Dans les entrailles du bassin sédimentaire gabonais, un secret enfoui depuis des millions d’années vient d’être mis au jour. Assala Energy a annoncé une nouvelle découverte d’hydrocarbures, suffisamment prometteuse pour électriser le secteur pétrolier de toute la sous-région.
Quand la roche grésseuse se met à parler
C’est dans les profondeurs silencieuses du permis Mutamba Iroru II que tout a commencé. Le puits d’exploration Magoga-A a percé la croûte terrestre avec une précision chirurgicale, révélant ce que les géologues espéraient : la présence confirmée d’hydrocarbures dans la formation de grès de Gamba.
Mieux encore, un second puits d’appréciation, Magoga-AST, dévié en direction du permis voisin Atora, a confirmé le signal. L’analyse préliminaire des données de forage révèle une colonne nette de plus de 8 mètres d’hydrocarbures , une épaisseur qui, dans le vocabulaire des géologues, fait briller les yeux.
Un bassin qui n’a pas dit son dernier mot
Le Gabon est une vieille terre pétrolière. Depuis les premières extractions des années 1960, son sous-sol a nourri des générations entières d’espoirs et de dividendes. Pourtant, comme un roman dont on croyait connaître la fin, le bassin gabonais réserve encore des chapitres inattendus.
« Ces résultats constituent un signal encourageant pour les permis Mutamba Iroru II et Atora », a déclaré Timothée de Reynal, Directeur Subsurface d’Assala Energy. Une formulation mesurée, presque sobre, mais qui dans l’univers feutré des majors pétrolières, sonne comme un cri de victoire contenu.
La prudence comme boussole
Assala Energy avance avec méthode, sans précipitation. Les deux puits ont été forés en toute sécurité, conformément aux standards opérationnels, environnementaux et de sécurité les plus stricts, une discipline de rigueur dans un secteur où chaque faux pas peut coûter très cher, tant sur le plan financier qu’environnemental.
« Notre priorité est de mener une évaluation technique complète des données acquises et d’identifier les options pour la poursuite des travaux », a précisé Timothée de Reynal. Traduction : avant de claironner victoire, l’entreprise entend mesurer, peser, interpréter. Volumes potentiels, propriétés du réservoir, caractéristiques des fluides , chaque paramètre doit être passé au crible.
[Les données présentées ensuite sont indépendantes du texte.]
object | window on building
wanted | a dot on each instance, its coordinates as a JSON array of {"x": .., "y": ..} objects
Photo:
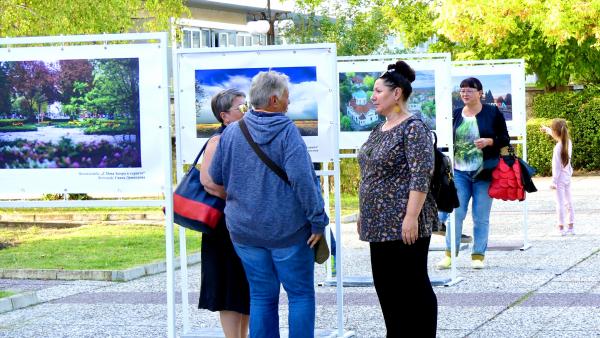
[
  {"x": 243, "y": 39},
  {"x": 223, "y": 39}
]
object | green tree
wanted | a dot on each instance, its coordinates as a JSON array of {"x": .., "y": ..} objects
[
  {"x": 37, "y": 17},
  {"x": 357, "y": 27},
  {"x": 559, "y": 39},
  {"x": 5, "y": 100}
]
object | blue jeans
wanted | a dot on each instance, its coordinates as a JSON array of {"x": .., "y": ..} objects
[
  {"x": 266, "y": 269},
  {"x": 469, "y": 187}
]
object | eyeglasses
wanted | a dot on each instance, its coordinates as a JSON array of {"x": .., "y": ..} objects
[{"x": 242, "y": 108}]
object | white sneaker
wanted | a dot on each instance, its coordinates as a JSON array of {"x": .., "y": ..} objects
[
  {"x": 444, "y": 264},
  {"x": 477, "y": 264}
]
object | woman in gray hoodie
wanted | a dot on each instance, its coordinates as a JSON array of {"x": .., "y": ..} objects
[{"x": 273, "y": 224}]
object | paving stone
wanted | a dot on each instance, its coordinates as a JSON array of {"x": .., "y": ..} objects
[
  {"x": 129, "y": 274},
  {"x": 5, "y": 304},
  {"x": 24, "y": 300},
  {"x": 84, "y": 275},
  {"x": 30, "y": 273},
  {"x": 152, "y": 269}
]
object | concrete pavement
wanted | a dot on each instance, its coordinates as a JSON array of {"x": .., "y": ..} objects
[{"x": 550, "y": 290}]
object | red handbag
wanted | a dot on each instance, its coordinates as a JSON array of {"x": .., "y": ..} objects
[{"x": 506, "y": 180}]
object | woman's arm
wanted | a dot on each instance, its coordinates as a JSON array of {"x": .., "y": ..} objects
[
  {"x": 419, "y": 154},
  {"x": 210, "y": 186},
  {"x": 410, "y": 224}
]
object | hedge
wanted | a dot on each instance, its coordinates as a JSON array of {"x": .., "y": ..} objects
[{"x": 582, "y": 109}]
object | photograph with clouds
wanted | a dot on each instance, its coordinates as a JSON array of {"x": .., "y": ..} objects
[
  {"x": 496, "y": 90},
  {"x": 303, "y": 108}
]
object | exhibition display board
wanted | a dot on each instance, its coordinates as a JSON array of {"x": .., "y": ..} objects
[
  {"x": 312, "y": 86},
  {"x": 503, "y": 85},
  {"x": 83, "y": 118},
  {"x": 198, "y": 74}
]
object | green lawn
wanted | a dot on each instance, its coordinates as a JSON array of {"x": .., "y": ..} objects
[
  {"x": 95, "y": 210},
  {"x": 89, "y": 247},
  {"x": 5, "y": 293}
]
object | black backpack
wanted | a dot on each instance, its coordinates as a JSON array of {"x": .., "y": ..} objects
[{"x": 442, "y": 182}]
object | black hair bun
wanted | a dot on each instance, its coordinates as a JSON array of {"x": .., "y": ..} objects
[{"x": 404, "y": 69}]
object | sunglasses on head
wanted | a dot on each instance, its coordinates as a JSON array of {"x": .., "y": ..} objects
[{"x": 385, "y": 72}]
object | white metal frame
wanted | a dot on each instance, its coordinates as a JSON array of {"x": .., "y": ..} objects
[
  {"x": 444, "y": 131},
  {"x": 340, "y": 332},
  {"x": 161, "y": 39},
  {"x": 520, "y": 133}
]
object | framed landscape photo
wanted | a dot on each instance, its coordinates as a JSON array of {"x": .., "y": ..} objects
[
  {"x": 312, "y": 88},
  {"x": 303, "y": 109},
  {"x": 430, "y": 98},
  {"x": 82, "y": 119},
  {"x": 503, "y": 86}
]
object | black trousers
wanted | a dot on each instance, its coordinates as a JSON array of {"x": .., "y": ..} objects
[{"x": 407, "y": 300}]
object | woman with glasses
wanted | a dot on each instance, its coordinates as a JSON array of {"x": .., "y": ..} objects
[
  {"x": 223, "y": 285},
  {"x": 479, "y": 133},
  {"x": 397, "y": 209}
]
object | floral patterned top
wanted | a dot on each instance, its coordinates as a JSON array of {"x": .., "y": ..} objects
[{"x": 392, "y": 163}]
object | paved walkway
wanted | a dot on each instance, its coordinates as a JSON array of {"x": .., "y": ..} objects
[{"x": 550, "y": 290}]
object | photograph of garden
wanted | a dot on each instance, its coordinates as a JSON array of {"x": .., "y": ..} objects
[
  {"x": 357, "y": 112},
  {"x": 303, "y": 108},
  {"x": 81, "y": 113},
  {"x": 496, "y": 90}
]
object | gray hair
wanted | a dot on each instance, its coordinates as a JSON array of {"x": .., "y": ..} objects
[
  {"x": 223, "y": 100},
  {"x": 266, "y": 84}
]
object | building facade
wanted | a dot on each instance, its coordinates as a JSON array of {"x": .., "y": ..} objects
[{"x": 229, "y": 23}]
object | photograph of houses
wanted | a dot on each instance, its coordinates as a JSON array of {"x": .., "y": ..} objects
[
  {"x": 303, "y": 108},
  {"x": 496, "y": 91},
  {"x": 82, "y": 113},
  {"x": 357, "y": 112}
]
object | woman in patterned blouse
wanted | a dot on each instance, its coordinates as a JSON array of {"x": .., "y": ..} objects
[{"x": 397, "y": 210}]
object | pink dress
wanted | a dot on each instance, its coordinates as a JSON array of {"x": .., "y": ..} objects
[{"x": 561, "y": 179}]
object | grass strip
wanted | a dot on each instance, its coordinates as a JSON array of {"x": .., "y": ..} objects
[
  {"x": 89, "y": 247},
  {"x": 4, "y": 294}
]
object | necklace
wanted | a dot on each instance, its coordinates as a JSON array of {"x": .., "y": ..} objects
[{"x": 391, "y": 123}]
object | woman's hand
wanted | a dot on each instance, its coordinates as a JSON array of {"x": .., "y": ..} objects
[
  {"x": 313, "y": 239},
  {"x": 410, "y": 230}
]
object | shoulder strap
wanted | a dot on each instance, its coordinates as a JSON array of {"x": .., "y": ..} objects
[
  {"x": 200, "y": 153},
  {"x": 276, "y": 169}
]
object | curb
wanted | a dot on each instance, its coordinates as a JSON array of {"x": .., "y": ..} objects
[
  {"x": 97, "y": 275},
  {"x": 18, "y": 301}
]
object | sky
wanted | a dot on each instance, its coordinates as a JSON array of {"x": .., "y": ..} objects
[{"x": 303, "y": 88}]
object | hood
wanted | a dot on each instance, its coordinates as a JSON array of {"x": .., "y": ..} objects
[{"x": 264, "y": 127}]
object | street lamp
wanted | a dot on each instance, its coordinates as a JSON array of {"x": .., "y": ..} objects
[{"x": 266, "y": 23}]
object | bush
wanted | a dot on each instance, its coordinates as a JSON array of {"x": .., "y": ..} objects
[
  {"x": 349, "y": 176},
  {"x": 10, "y": 122},
  {"x": 582, "y": 109}
]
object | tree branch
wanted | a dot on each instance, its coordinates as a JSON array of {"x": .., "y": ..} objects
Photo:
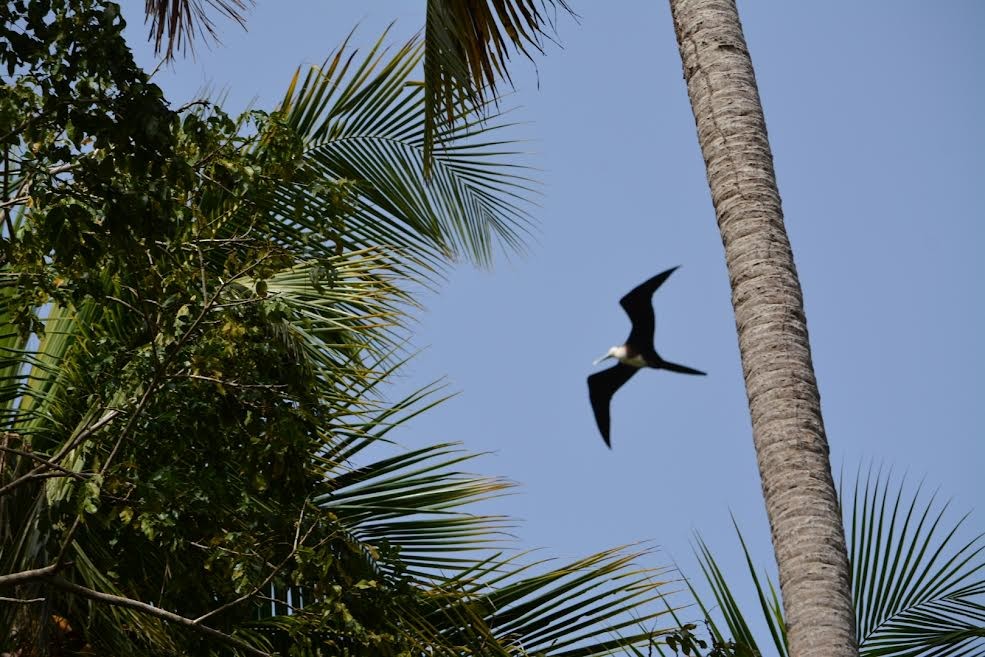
[{"x": 163, "y": 614}]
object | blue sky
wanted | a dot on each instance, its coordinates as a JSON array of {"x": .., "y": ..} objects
[{"x": 874, "y": 114}]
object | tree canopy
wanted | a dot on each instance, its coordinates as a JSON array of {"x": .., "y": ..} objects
[{"x": 200, "y": 313}]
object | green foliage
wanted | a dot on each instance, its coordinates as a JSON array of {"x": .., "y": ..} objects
[
  {"x": 198, "y": 314},
  {"x": 918, "y": 590}
]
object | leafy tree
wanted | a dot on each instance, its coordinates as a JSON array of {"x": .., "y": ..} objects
[
  {"x": 199, "y": 313},
  {"x": 467, "y": 44}
]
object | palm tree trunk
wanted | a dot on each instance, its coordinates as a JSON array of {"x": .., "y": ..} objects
[{"x": 776, "y": 360}]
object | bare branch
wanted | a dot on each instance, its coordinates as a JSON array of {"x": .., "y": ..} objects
[
  {"x": 143, "y": 607},
  {"x": 28, "y": 575}
]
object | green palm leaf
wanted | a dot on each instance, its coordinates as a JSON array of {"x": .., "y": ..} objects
[
  {"x": 362, "y": 122},
  {"x": 919, "y": 591}
]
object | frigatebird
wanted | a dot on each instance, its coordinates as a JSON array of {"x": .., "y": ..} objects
[{"x": 636, "y": 353}]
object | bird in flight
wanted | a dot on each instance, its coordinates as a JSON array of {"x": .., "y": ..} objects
[{"x": 636, "y": 353}]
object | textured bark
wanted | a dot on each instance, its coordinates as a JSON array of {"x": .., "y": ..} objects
[{"x": 784, "y": 403}]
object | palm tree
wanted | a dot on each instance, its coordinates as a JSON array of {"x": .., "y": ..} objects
[
  {"x": 190, "y": 393},
  {"x": 466, "y": 52},
  {"x": 917, "y": 588},
  {"x": 784, "y": 402},
  {"x": 467, "y": 44}
]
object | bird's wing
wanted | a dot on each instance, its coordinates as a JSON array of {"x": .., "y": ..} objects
[
  {"x": 601, "y": 387},
  {"x": 638, "y": 304}
]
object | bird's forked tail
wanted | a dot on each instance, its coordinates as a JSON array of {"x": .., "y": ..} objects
[{"x": 680, "y": 369}]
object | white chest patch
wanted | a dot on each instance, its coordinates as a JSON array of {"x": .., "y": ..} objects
[
  {"x": 622, "y": 355},
  {"x": 635, "y": 361}
]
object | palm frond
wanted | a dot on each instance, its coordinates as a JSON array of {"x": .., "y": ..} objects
[
  {"x": 467, "y": 49},
  {"x": 362, "y": 122},
  {"x": 919, "y": 590},
  {"x": 175, "y": 24}
]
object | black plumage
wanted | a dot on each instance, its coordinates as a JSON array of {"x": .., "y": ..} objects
[{"x": 636, "y": 353}]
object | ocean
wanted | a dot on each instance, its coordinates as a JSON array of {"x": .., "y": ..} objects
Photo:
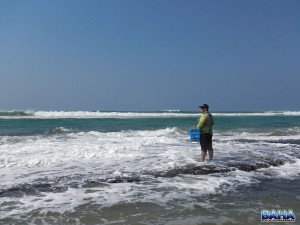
[{"x": 98, "y": 167}]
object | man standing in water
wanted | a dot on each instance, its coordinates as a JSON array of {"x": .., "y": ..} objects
[{"x": 205, "y": 124}]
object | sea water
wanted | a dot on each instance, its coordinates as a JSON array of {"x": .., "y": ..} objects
[{"x": 101, "y": 167}]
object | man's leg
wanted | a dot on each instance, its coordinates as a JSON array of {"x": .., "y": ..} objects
[
  {"x": 210, "y": 154},
  {"x": 202, "y": 156}
]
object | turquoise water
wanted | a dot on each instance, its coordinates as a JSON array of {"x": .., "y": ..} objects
[{"x": 99, "y": 167}]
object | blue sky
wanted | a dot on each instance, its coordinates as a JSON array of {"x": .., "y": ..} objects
[{"x": 150, "y": 54}]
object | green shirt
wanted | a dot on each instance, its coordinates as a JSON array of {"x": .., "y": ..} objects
[{"x": 206, "y": 121}]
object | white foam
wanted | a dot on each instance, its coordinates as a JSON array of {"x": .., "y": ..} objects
[{"x": 287, "y": 171}]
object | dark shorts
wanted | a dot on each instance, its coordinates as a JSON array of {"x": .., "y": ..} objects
[{"x": 206, "y": 142}]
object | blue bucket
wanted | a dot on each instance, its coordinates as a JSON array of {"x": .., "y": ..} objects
[{"x": 195, "y": 135}]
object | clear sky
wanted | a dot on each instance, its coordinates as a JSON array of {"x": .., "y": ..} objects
[{"x": 150, "y": 54}]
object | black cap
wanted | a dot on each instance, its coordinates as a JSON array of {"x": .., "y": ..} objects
[{"x": 204, "y": 106}]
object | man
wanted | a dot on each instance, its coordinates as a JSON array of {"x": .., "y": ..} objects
[{"x": 205, "y": 124}]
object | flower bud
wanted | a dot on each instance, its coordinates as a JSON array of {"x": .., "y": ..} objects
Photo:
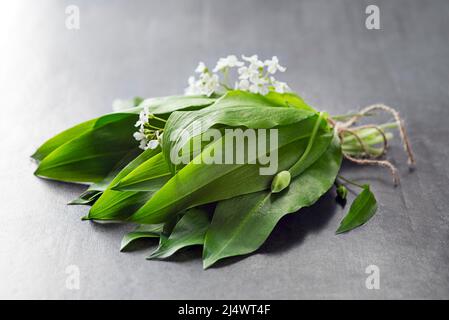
[
  {"x": 342, "y": 192},
  {"x": 280, "y": 181}
]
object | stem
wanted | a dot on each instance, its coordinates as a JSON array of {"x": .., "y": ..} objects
[
  {"x": 295, "y": 168},
  {"x": 350, "y": 182}
]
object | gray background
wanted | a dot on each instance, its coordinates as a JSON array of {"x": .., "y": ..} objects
[{"x": 52, "y": 78}]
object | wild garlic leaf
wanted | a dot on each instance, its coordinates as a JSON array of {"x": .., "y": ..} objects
[
  {"x": 242, "y": 224},
  {"x": 189, "y": 230},
  {"x": 76, "y": 154},
  {"x": 91, "y": 156},
  {"x": 67, "y": 135},
  {"x": 166, "y": 105},
  {"x": 362, "y": 209},
  {"x": 151, "y": 175},
  {"x": 198, "y": 184},
  {"x": 95, "y": 190},
  {"x": 119, "y": 205},
  {"x": 142, "y": 231},
  {"x": 234, "y": 109}
]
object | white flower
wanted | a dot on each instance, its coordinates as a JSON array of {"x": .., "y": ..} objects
[
  {"x": 207, "y": 84},
  {"x": 152, "y": 144},
  {"x": 258, "y": 88},
  {"x": 143, "y": 117},
  {"x": 248, "y": 73},
  {"x": 242, "y": 85},
  {"x": 201, "y": 68},
  {"x": 228, "y": 62},
  {"x": 254, "y": 61},
  {"x": 279, "y": 86},
  {"x": 119, "y": 104},
  {"x": 138, "y": 135},
  {"x": 192, "y": 88},
  {"x": 143, "y": 144},
  {"x": 210, "y": 83},
  {"x": 273, "y": 65}
]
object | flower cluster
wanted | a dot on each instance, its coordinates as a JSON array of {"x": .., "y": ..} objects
[
  {"x": 149, "y": 135},
  {"x": 254, "y": 75},
  {"x": 207, "y": 83}
]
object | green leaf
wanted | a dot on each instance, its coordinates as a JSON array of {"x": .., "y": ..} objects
[
  {"x": 86, "y": 153},
  {"x": 165, "y": 105},
  {"x": 235, "y": 109},
  {"x": 202, "y": 183},
  {"x": 362, "y": 209},
  {"x": 62, "y": 138},
  {"x": 241, "y": 225},
  {"x": 95, "y": 190},
  {"x": 119, "y": 205},
  {"x": 142, "y": 231},
  {"x": 149, "y": 176},
  {"x": 90, "y": 157},
  {"x": 190, "y": 230}
]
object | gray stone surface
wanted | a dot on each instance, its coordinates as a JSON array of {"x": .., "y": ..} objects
[{"x": 52, "y": 78}]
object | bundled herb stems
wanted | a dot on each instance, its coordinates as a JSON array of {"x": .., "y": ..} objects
[{"x": 219, "y": 166}]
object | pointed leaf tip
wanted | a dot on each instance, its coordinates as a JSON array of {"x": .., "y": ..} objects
[{"x": 362, "y": 209}]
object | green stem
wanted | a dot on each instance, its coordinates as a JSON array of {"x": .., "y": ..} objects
[
  {"x": 350, "y": 182},
  {"x": 295, "y": 168}
]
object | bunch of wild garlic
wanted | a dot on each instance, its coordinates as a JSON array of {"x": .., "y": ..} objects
[{"x": 219, "y": 166}]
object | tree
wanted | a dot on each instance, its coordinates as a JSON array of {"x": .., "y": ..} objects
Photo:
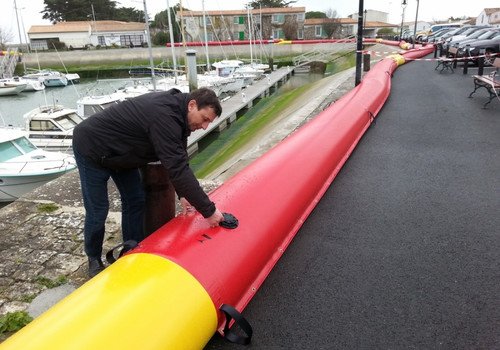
[
  {"x": 161, "y": 22},
  {"x": 161, "y": 39},
  {"x": 5, "y": 37},
  {"x": 315, "y": 14},
  {"x": 270, "y": 3},
  {"x": 84, "y": 10}
]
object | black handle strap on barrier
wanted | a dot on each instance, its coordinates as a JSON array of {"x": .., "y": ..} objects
[
  {"x": 126, "y": 246},
  {"x": 229, "y": 333}
]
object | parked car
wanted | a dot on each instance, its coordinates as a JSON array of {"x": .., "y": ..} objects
[
  {"x": 483, "y": 34},
  {"x": 466, "y": 33},
  {"x": 480, "y": 47},
  {"x": 435, "y": 36}
]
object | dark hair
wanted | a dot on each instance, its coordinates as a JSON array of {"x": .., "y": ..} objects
[{"x": 205, "y": 97}]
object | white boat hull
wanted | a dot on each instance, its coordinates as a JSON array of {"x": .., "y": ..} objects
[
  {"x": 13, "y": 187},
  {"x": 8, "y": 89}
]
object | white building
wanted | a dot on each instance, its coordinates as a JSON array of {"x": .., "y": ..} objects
[
  {"x": 81, "y": 34},
  {"x": 489, "y": 16}
]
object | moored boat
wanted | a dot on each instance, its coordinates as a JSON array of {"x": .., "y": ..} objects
[
  {"x": 11, "y": 88},
  {"x": 49, "y": 77},
  {"x": 51, "y": 127},
  {"x": 24, "y": 167}
]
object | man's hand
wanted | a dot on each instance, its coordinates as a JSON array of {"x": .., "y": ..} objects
[{"x": 215, "y": 218}]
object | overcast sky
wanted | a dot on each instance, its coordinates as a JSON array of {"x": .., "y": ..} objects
[{"x": 429, "y": 10}]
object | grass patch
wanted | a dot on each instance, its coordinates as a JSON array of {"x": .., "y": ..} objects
[
  {"x": 49, "y": 283},
  {"x": 27, "y": 298},
  {"x": 47, "y": 207},
  {"x": 14, "y": 321}
]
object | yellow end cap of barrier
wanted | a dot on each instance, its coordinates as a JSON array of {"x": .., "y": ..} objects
[{"x": 142, "y": 301}]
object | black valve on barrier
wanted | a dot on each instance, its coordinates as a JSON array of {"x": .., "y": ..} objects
[{"x": 229, "y": 221}]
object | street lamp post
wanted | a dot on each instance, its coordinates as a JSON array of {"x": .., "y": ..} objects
[
  {"x": 364, "y": 21},
  {"x": 359, "y": 44},
  {"x": 403, "y": 5},
  {"x": 415, "y": 28}
]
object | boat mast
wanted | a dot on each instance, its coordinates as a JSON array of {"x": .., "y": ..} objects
[
  {"x": 170, "y": 29},
  {"x": 151, "y": 63},
  {"x": 250, "y": 33},
  {"x": 18, "y": 27},
  {"x": 182, "y": 25},
  {"x": 206, "y": 36}
]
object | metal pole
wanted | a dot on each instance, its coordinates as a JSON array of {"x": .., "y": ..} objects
[
  {"x": 151, "y": 63},
  {"x": 415, "y": 29},
  {"x": 170, "y": 29},
  {"x": 403, "y": 5},
  {"x": 192, "y": 73},
  {"x": 359, "y": 44}
]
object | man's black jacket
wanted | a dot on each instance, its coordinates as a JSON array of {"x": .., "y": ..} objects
[{"x": 141, "y": 130}]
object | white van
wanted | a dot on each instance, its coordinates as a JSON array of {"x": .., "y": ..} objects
[{"x": 436, "y": 27}]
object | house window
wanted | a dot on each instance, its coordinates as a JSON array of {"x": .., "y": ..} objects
[
  {"x": 318, "y": 31},
  {"x": 278, "y": 34},
  {"x": 208, "y": 19},
  {"x": 40, "y": 44},
  {"x": 278, "y": 19},
  {"x": 131, "y": 40},
  {"x": 239, "y": 20}
]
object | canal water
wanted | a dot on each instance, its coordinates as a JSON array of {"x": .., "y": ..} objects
[{"x": 12, "y": 108}]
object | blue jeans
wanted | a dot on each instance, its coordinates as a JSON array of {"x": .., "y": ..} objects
[{"x": 94, "y": 182}]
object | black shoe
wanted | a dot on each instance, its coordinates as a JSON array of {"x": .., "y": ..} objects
[{"x": 95, "y": 266}]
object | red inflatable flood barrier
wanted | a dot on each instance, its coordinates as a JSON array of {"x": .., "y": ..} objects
[
  {"x": 271, "y": 198},
  {"x": 167, "y": 293}
]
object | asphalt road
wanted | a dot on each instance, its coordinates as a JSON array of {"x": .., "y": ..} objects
[{"x": 403, "y": 251}]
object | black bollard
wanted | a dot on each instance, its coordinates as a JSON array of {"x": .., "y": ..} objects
[
  {"x": 160, "y": 197},
  {"x": 466, "y": 60},
  {"x": 480, "y": 65},
  {"x": 366, "y": 62}
]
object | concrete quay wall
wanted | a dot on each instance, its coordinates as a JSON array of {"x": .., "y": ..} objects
[{"x": 129, "y": 55}]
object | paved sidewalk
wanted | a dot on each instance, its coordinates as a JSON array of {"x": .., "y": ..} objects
[{"x": 403, "y": 251}]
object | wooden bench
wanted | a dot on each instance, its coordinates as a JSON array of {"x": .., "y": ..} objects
[
  {"x": 449, "y": 61},
  {"x": 490, "y": 82}
]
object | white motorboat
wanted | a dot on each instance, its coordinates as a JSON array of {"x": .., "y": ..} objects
[
  {"x": 88, "y": 105},
  {"x": 24, "y": 167},
  {"x": 11, "y": 88},
  {"x": 51, "y": 127},
  {"x": 236, "y": 68},
  {"x": 31, "y": 84},
  {"x": 49, "y": 77},
  {"x": 73, "y": 78}
]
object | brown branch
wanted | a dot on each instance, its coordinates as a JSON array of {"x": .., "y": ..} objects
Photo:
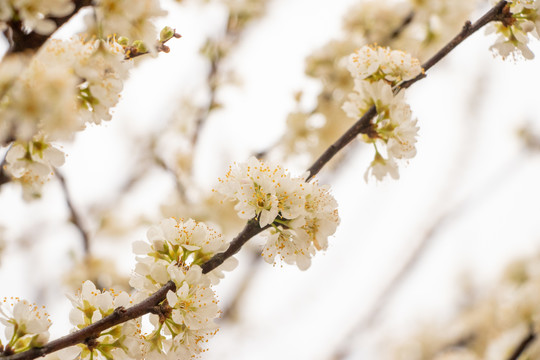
[
  {"x": 364, "y": 124},
  {"x": 119, "y": 316},
  {"x": 252, "y": 228},
  {"x": 523, "y": 345},
  {"x": 21, "y": 41},
  {"x": 75, "y": 219}
]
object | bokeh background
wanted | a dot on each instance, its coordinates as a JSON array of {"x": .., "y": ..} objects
[{"x": 407, "y": 255}]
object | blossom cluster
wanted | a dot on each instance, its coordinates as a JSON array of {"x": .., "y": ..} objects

À ce stade, aucune décision n’a été prise quant à un éventuel développement ou une mise en production. Le chemin entre une découverte prometteuse et un puits en production est long, semé d’études, d’arbitrages et de négociations avec les autorités gabonaises.
Un signal fort pour tout un pays
Au-delà des colonnes de chiffres et des rapports techniques, cette découverte envoie un message clair au marché : le Gabon pétrolier est vivant. Dans un contexte mondial où la transition énergétique redistribue les cartes, chaque nouvelle réserve confirmée pèse lourd dans la balance économique d’un pays dont les revenus dépendent encore largement du pétrole.
Assala Energy poursuivra ses analyses en concertation avec ses partenaires et les autorités gabonaises. L’histoire du puits Magoga n’en est qu’à son premier chapitre.